Сам Борис Эммануилович считал свою судьбу счастливой. Первоначальный этап приобщения его к большой музыке относится к годам пребывания в Московской консерватории, где его учителями были композитор и пианист А. Ф. Гедике, дирижеры Н. А. Малько, К. С. Сараджев и Н. С. Голованов. Помимо музыкального таланта Б. Хайкин обладал еще и счастливым даром быстро и легко усваивать знания и, окончив блестяще консерваторию, был удостоен особой, высшей для выпускника почести — занесения на Мраморную доску почета, увенчанную именами Танеева, Рахманинова, Скрябина, Метнера, Неждановой, Голованова…

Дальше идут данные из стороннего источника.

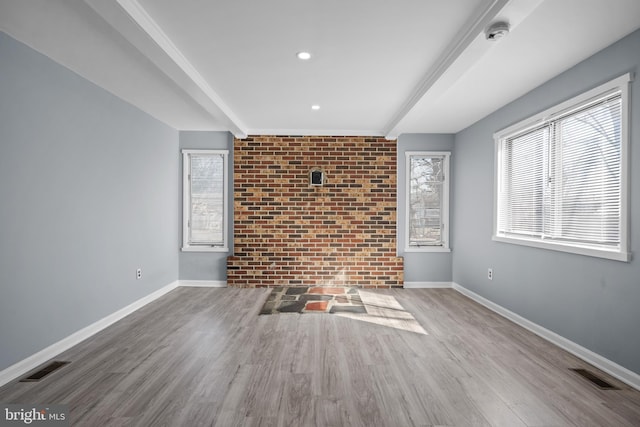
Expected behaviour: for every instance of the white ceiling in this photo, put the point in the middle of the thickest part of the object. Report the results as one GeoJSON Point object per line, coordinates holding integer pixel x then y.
{"type": "Point", "coordinates": [379, 67]}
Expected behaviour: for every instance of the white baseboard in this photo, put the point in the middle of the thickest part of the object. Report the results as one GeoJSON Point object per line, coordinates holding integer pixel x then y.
{"type": "Point", "coordinates": [620, 372]}
{"type": "Point", "coordinates": [204, 283]}
{"type": "Point", "coordinates": [18, 369]}
{"type": "Point", "coordinates": [427, 285]}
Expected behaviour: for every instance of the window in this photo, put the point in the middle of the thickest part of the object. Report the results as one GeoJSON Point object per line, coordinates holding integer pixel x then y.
{"type": "Point", "coordinates": [561, 177]}
{"type": "Point", "coordinates": [427, 207]}
{"type": "Point", "coordinates": [204, 200]}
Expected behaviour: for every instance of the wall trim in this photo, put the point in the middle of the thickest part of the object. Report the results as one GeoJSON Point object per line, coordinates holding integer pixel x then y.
{"type": "Point", "coordinates": [427, 285]}
{"type": "Point", "coordinates": [203, 283]}
{"type": "Point", "coordinates": [600, 362]}
{"type": "Point", "coordinates": [24, 366]}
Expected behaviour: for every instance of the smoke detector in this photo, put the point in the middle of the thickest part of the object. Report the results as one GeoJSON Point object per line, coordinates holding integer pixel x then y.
{"type": "Point", "coordinates": [497, 31]}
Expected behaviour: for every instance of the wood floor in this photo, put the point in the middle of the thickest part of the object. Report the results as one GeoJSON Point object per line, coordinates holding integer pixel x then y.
{"type": "Point", "coordinates": [201, 356]}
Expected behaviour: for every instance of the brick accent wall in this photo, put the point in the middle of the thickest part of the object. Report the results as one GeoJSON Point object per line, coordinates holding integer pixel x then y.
{"type": "Point", "coordinates": [288, 233]}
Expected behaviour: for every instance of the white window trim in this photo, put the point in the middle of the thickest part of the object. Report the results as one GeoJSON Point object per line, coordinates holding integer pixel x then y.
{"type": "Point", "coordinates": [186, 202]}
{"type": "Point", "coordinates": [444, 247]}
{"type": "Point", "coordinates": [621, 84]}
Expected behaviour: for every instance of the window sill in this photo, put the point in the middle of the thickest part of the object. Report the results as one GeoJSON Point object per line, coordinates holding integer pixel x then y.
{"type": "Point", "coordinates": [426, 249]}
{"type": "Point", "coordinates": [204, 249]}
{"type": "Point", "coordinates": [579, 250]}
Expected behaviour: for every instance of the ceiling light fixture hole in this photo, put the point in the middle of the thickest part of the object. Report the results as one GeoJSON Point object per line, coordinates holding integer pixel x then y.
{"type": "Point", "coordinates": [497, 31]}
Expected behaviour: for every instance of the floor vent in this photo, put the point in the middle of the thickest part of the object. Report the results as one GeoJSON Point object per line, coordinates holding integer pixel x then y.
{"type": "Point", "coordinates": [594, 379]}
{"type": "Point", "coordinates": [43, 372]}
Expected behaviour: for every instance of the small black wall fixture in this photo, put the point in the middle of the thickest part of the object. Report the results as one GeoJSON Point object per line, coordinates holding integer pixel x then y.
{"type": "Point", "coordinates": [316, 177]}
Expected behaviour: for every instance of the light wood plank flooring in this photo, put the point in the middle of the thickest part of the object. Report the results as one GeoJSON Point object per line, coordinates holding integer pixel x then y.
{"type": "Point", "coordinates": [203, 357]}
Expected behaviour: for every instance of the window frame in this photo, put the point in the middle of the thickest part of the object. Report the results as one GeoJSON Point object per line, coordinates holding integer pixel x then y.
{"type": "Point", "coordinates": [444, 214]}
{"type": "Point", "coordinates": [623, 253]}
{"type": "Point", "coordinates": [187, 245]}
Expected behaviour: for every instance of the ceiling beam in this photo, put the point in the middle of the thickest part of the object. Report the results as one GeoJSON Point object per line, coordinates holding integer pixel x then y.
{"type": "Point", "coordinates": [472, 28]}
{"type": "Point", "coordinates": [133, 22]}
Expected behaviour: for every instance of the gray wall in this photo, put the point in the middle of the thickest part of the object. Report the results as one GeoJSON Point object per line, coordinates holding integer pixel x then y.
{"type": "Point", "coordinates": [206, 265]}
{"type": "Point", "coordinates": [422, 266]}
{"type": "Point", "coordinates": [88, 193]}
{"type": "Point", "coordinates": [591, 301]}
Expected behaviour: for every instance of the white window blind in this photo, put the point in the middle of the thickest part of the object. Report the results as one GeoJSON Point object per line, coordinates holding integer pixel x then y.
{"type": "Point", "coordinates": [204, 199]}
{"type": "Point", "coordinates": [561, 181]}
{"type": "Point", "coordinates": [428, 197]}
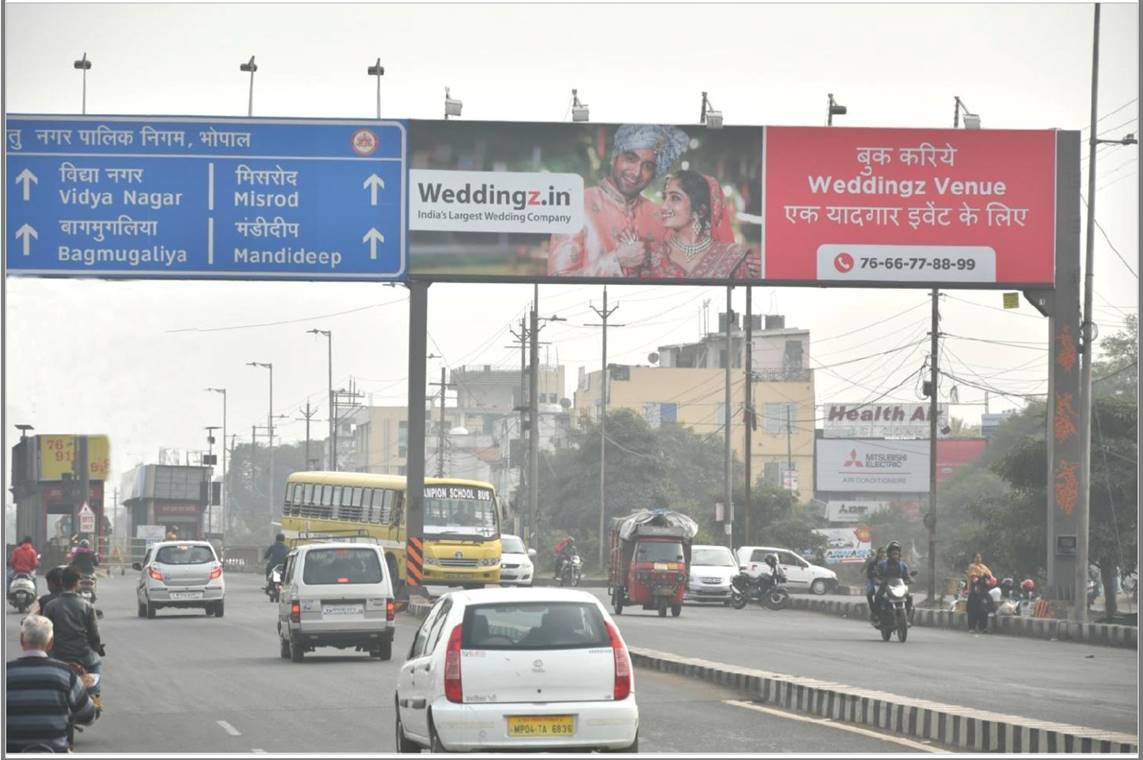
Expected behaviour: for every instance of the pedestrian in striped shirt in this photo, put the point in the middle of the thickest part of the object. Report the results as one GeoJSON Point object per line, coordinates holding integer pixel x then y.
{"type": "Point", "coordinates": [42, 695]}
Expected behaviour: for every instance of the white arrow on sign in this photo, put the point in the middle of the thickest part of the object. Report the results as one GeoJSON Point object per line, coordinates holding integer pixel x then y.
{"type": "Point", "coordinates": [28, 233]}
{"type": "Point", "coordinates": [372, 237]}
{"type": "Point", "coordinates": [29, 180]}
{"type": "Point", "coordinates": [373, 182]}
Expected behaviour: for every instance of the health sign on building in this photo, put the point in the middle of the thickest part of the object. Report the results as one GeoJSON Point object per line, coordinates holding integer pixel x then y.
{"type": "Point", "coordinates": [872, 466]}
{"type": "Point", "coordinates": [881, 420]}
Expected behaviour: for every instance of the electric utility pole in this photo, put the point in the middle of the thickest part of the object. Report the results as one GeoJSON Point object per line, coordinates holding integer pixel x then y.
{"type": "Point", "coordinates": [604, 314]}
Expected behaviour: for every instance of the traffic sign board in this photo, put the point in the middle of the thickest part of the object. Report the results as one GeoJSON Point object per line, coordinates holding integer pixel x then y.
{"type": "Point", "coordinates": [185, 197]}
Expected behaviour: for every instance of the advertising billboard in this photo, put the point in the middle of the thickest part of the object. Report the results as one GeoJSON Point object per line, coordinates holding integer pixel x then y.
{"type": "Point", "coordinates": [524, 201]}
{"type": "Point", "coordinates": [872, 466]}
{"type": "Point", "coordinates": [910, 206]}
{"type": "Point", "coordinates": [57, 456]}
{"type": "Point", "coordinates": [881, 420]}
{"type": "Point", "coordinates": [853, 511]}
{"type": "Point", "coordinates": [846, 545]}
{"type": "Point", "coordinates": [558, 201]}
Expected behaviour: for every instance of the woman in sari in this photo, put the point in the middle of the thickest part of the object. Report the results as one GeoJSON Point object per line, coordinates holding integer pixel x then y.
{"type": "Point", "coordinates": [700, 242]}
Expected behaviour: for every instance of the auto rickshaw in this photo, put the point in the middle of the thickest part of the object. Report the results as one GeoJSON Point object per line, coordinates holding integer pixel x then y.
{"type": "Point", "coordinates": [649, 560]}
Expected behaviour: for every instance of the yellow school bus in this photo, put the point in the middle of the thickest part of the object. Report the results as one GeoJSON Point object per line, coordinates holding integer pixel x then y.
{"type": "Point", "coordinates": [462, 544]}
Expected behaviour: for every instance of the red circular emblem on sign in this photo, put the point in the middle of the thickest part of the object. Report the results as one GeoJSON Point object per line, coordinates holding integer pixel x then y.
{"type": "Point", "coordinates": [365, 142]}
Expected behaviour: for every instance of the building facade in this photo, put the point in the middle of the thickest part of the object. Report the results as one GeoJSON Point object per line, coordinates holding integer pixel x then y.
{"type": "Point", "coordinates": [688, 388]}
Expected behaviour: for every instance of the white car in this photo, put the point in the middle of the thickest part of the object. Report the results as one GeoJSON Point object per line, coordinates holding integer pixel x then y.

По окончании Московской консерватории Бориса Эммануиловича как лучшего ученика и первого дипломированного дирижера тогдашний ее директор К. Н. Игумнов порекомендовал К. С. Станиславскому, возглавлявшему вновь открытый музыкальный театр его имени. Музыкальным руководителем театра был крупнейший оперный дирижер своего времени В. И. Сук. Это было ответственным испытанием в жизни начинающего дирижера, определившим его дальнейшую судьбу, а творческое сотрудничество с прославленными мастерами явилось для него поистине большой школой.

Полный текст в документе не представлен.